La muerte de Osama Bin Laden no ha terminado con el radicalismo islámico, sólo ha enterrado un símbolo y creado un mito. Más importante me parece la documentación que los comandos han recogido en su mansión y cómo Pakistán ha visto que no se puede jugar con unos y con otros.
Los Estados Unidos han necesitado casi diez años para localizar al ideólogo del 11-S y que también brindó con té por las muertes españolas del 11-M. En esa búsqueda, sabemos que Guantánamo jugó un papel importante para conseguir la información necesaria.
Bin Laden tenía un sueño muy claro: destruir Occidente, terminar con nuestra forma de vida, aniquilar una civilización que ofrece las mejores condiciones de vida y desarrollo para sus habitantes en toda la historia de la humanidad.
Nos alegramos por su muerte, por su fin. Pero qué hacemos con Guantánamo, con los vuelos secretos de la CIA, con las operaciones de comando.

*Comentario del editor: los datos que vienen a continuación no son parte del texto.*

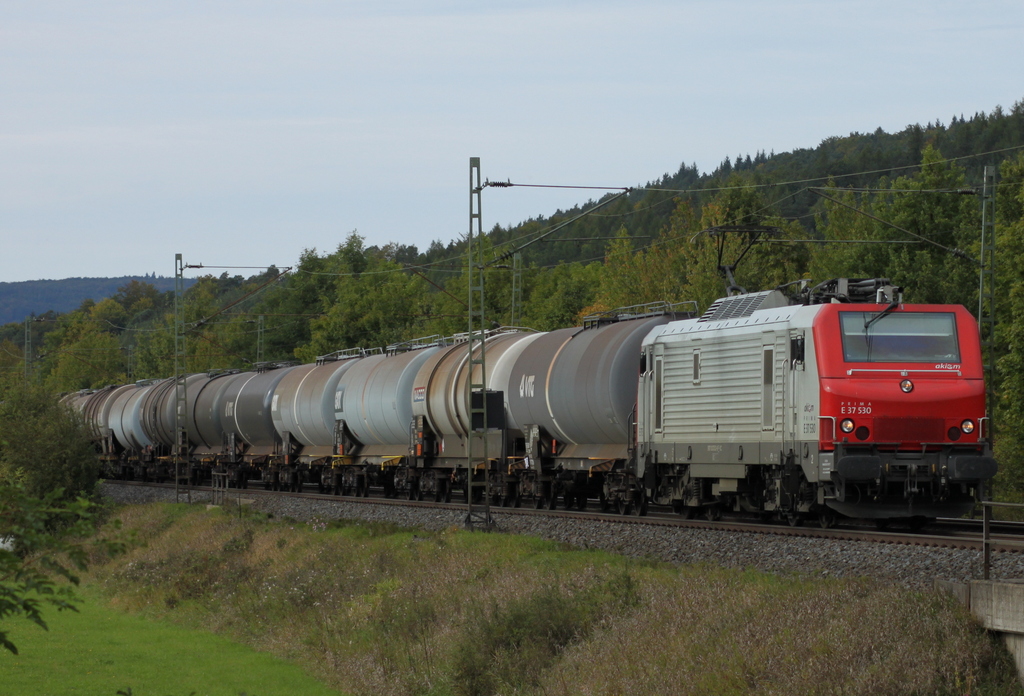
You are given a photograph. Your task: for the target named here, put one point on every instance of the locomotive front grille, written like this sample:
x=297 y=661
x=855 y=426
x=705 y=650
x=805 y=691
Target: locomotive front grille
x=909 y=430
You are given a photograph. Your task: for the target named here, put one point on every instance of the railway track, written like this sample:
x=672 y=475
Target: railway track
x=944 y=532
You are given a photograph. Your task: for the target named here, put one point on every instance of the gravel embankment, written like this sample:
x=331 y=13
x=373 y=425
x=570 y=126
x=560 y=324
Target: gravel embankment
x=912 y=566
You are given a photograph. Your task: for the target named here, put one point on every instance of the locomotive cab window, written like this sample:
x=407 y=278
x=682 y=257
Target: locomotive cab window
x=899 y=337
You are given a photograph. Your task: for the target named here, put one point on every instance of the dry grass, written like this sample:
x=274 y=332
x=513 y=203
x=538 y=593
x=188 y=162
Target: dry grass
x=378 y=610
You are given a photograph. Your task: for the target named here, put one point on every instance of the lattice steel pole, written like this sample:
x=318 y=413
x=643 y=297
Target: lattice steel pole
x=986 y=291
x=28 y=348
x=477 y=515
x=180 y=452
x=516 y=290
x=259 y=339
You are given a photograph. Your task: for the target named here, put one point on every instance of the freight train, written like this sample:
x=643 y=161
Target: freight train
x=834 y=401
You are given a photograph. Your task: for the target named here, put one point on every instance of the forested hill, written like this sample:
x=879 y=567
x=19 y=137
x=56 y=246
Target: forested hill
x=18 y=300
x=664 y=242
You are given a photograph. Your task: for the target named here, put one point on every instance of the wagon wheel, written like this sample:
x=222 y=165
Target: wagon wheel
x=919 y=522
x=582 y=501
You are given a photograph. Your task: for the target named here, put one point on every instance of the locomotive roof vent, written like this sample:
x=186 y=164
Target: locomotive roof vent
x=738 y=306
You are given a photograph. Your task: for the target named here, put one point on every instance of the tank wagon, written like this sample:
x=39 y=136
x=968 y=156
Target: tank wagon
x=839 y=400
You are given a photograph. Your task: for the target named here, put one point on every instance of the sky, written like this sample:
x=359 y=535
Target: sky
x=242 y=133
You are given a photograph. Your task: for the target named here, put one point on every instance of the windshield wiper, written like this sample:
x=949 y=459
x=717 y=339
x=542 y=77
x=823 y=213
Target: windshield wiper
x=892 y=305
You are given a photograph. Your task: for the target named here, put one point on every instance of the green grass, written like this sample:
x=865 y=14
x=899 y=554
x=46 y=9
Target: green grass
x=101 y=651
x=375 y=609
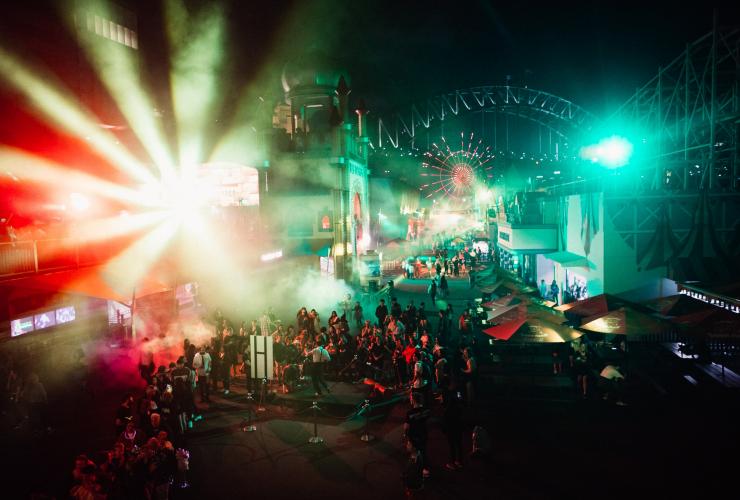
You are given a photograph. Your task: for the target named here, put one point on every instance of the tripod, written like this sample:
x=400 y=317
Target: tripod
x=315 y=439
x=261 y=408
x=248 y=426
x=366 y=436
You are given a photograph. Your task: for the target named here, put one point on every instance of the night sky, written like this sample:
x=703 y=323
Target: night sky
x=595 y=53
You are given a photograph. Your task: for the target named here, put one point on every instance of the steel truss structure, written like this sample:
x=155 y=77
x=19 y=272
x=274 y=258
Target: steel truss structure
x=562 y=117
x=690 y=112
x=688 y=117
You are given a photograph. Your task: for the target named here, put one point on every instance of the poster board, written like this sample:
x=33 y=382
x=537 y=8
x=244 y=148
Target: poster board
x=260 y=357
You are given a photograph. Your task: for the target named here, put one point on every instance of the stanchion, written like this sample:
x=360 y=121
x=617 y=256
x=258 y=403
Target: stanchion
x=261 y=408
x=248 y=426
x=366 y=436
x=315 y=438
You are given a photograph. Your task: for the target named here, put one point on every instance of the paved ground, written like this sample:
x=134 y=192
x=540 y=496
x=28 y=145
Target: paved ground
x=674 y=439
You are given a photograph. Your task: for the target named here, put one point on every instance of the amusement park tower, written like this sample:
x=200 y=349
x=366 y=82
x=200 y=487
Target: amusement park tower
x=317 y=187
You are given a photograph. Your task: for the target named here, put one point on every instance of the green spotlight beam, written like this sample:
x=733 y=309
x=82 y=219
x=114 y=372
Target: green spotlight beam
x=116 y=65
x=198 y=54
x=65 y=113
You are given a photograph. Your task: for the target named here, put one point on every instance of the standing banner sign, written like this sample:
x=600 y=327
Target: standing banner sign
x=260 y=356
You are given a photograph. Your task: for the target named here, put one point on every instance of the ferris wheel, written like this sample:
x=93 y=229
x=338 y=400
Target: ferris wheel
x=454 y=173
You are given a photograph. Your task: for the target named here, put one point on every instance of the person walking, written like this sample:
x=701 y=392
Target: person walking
x=444 y=286
x=452 y=424
x=202 y=366
x=415 y=431
x=358 y=315
x=470 y=375
x=381 y=312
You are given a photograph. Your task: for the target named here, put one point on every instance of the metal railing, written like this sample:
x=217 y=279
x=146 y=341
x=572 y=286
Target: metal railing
x=34 y=256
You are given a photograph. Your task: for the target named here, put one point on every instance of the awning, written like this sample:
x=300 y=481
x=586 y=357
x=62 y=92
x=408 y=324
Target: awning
x=569 y=259
x=498 y=311
x=95 y=281
x=532 y=331
x=504 y=331
x=624 y=321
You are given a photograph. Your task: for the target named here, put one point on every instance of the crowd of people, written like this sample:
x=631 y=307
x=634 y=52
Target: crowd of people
x=146 y=457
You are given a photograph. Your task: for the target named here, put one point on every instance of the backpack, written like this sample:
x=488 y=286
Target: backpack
x=481 y=441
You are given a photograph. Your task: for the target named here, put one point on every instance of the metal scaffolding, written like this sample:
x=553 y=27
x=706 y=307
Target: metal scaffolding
x=688 y=118
x=560 y=116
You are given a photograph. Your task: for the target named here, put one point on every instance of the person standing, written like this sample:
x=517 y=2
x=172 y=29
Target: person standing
x=443 y=286
x=470 y=375
x=452 y=424
x=146 y=361
x=543 y=289
x=381 y=312
x=554 y=291
x=125 y=413
x=358 y=315
x=320 y=357
x=202 y=366
x=415 y=430
x=34 y=395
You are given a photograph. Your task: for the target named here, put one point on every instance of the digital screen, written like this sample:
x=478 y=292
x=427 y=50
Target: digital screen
x=21 y=326
x=44 y=320
x=65 y=314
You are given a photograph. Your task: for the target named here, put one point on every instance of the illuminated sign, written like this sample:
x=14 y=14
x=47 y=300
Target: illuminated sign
x=65 y=314
x=44 y=320
x=715 y=301
x=272 y=255
x=20 y=326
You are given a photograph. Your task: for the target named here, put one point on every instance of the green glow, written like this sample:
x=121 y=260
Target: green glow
x=198 y=53
x=612 y=152
x=117 y=66
x=65 y=113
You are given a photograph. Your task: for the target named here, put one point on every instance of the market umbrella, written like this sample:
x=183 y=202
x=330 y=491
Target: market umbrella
x=532 y=331
x=623 y=321
x=489 y=287
x=498 y=311
x=323 y=251
x=591 y=307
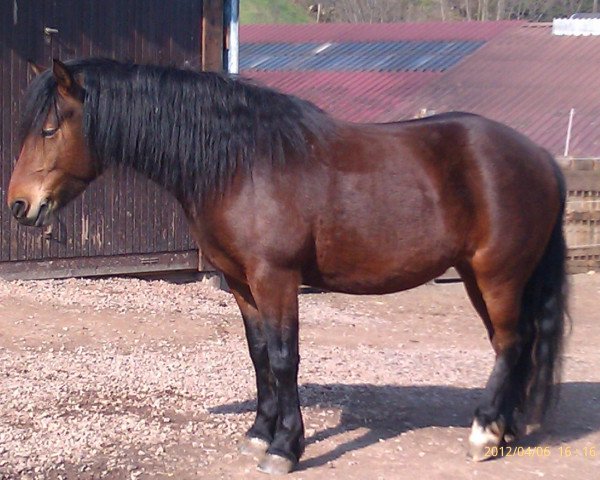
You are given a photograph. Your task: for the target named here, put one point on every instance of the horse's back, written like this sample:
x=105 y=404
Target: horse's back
x=407 y=200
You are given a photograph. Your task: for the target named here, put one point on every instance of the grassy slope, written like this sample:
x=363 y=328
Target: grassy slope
x=272 y=11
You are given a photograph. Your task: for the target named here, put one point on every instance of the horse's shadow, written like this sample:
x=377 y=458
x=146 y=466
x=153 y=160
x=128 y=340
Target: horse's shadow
x=386 y=411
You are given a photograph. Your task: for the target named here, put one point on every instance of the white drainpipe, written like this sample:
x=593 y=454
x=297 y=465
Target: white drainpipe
x=233 y=54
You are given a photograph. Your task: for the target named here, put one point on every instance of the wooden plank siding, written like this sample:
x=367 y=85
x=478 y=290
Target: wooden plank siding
x=121 y=214
x=582 y=216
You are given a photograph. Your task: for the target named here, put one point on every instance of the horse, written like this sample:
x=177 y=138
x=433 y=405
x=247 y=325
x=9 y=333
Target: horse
x=278 y=194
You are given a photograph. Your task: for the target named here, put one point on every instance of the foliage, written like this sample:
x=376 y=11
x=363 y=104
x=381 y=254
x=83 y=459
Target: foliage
x=375 y=11
x=273 y=11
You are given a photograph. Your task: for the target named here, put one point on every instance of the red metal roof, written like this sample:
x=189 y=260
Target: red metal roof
x=528 y=79
x=360 y=95
x=355 y=96
x=371 y=32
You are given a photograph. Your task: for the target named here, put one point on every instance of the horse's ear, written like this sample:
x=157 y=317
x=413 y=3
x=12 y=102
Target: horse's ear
x=67 y=85
x=35 y=68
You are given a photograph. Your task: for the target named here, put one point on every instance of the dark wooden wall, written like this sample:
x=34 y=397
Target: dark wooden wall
x=121 y=214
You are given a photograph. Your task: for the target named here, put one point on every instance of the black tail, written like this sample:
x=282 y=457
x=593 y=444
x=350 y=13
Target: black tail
x=543 y=313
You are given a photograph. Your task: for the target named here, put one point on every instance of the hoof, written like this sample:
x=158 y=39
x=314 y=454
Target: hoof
x=482 y=439
x=275 y=465
x=254 y=447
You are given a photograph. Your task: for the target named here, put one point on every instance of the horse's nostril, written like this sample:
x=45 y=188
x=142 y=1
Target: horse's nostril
x=19 y=208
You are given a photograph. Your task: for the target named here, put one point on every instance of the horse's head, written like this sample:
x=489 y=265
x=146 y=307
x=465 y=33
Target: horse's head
x=55 y=164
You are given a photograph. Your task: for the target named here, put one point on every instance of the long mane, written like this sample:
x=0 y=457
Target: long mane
x=189 y=131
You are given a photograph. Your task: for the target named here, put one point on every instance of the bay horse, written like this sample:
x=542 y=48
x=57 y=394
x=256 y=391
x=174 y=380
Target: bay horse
x=278 y=194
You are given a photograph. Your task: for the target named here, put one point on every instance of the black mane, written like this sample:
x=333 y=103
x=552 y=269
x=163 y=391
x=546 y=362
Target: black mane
x=189 y=131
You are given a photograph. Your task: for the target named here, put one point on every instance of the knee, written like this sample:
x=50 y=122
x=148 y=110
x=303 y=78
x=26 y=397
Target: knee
x=283 y=361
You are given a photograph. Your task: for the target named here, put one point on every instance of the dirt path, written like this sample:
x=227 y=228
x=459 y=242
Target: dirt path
x=126 y=379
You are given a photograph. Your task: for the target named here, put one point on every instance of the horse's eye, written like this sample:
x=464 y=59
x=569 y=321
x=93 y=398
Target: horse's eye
x=48 y=132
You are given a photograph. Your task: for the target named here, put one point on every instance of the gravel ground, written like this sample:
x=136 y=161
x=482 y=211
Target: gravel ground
x=133 y=379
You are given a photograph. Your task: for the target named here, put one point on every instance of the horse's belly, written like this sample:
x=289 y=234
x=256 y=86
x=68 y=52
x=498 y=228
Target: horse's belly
x=382 y=264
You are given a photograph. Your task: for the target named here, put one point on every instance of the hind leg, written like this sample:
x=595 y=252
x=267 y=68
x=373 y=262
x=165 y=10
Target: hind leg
x=499 y=305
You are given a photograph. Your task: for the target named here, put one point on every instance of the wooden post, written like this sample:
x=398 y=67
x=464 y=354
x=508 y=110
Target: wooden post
x=212 y=35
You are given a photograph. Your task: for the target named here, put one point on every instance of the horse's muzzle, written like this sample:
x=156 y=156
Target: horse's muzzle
x=23 y=212
x=19 y=208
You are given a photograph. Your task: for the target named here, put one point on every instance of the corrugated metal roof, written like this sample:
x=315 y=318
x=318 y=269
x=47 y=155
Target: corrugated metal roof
x=372 y=32
x=360 y=96
x=528 y=79
x=357 y=56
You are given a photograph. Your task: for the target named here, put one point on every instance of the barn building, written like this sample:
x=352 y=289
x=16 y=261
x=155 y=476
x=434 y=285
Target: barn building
x=123 y=223
x=522 y=74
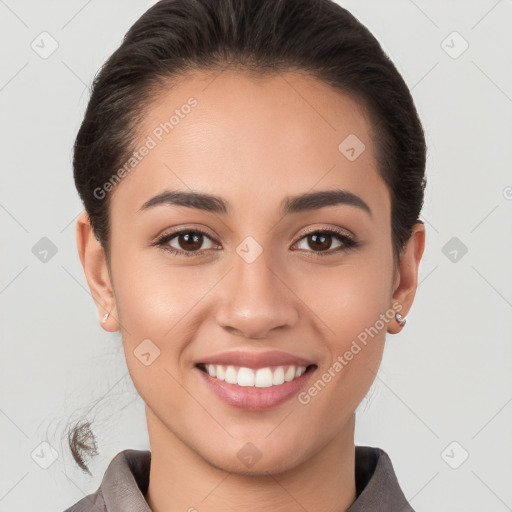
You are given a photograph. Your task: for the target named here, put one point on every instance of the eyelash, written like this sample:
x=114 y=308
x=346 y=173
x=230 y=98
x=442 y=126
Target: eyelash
x=348 y=242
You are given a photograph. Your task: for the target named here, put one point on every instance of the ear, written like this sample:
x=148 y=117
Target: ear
x=92 y=257
x=406 y=281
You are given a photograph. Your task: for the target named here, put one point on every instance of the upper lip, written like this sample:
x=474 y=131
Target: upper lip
x=256 y=359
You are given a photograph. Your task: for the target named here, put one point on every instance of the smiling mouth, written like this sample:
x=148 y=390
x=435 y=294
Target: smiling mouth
x=255 y=377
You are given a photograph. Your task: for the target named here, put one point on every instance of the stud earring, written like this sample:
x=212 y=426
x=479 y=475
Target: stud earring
x=400 y=319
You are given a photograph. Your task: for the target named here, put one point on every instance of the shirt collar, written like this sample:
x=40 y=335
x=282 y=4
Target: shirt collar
x=126 y=481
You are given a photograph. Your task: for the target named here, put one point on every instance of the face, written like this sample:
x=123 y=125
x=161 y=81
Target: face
x=310 y=279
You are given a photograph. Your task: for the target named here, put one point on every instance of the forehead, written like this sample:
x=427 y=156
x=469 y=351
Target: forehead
x=237 y=135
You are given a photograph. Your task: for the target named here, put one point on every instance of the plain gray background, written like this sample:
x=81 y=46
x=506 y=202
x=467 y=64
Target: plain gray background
x=441 y=405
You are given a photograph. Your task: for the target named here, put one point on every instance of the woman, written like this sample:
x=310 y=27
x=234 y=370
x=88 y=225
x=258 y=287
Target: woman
x=253 y=175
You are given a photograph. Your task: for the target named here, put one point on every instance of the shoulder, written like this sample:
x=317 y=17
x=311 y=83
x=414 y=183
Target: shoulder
x=123 y=486
x=377 y=486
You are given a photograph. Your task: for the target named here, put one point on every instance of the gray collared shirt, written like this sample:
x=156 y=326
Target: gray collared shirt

Nos enfrentamos a la gran duda de nuestra civilización: nuestros enemigos se aprovechan de las libertades de nuestro sistema para aniquilarnos, ¿los combatimos con unas reglas del juego que ellos no creen o los vencemos con sus propias armas? Entre matar y sobrevivir, yo me pongo del lado de los Seals y su lucha por nuestra libertad.
Más de uno debería comenzar a pedir disculpas a los americanos.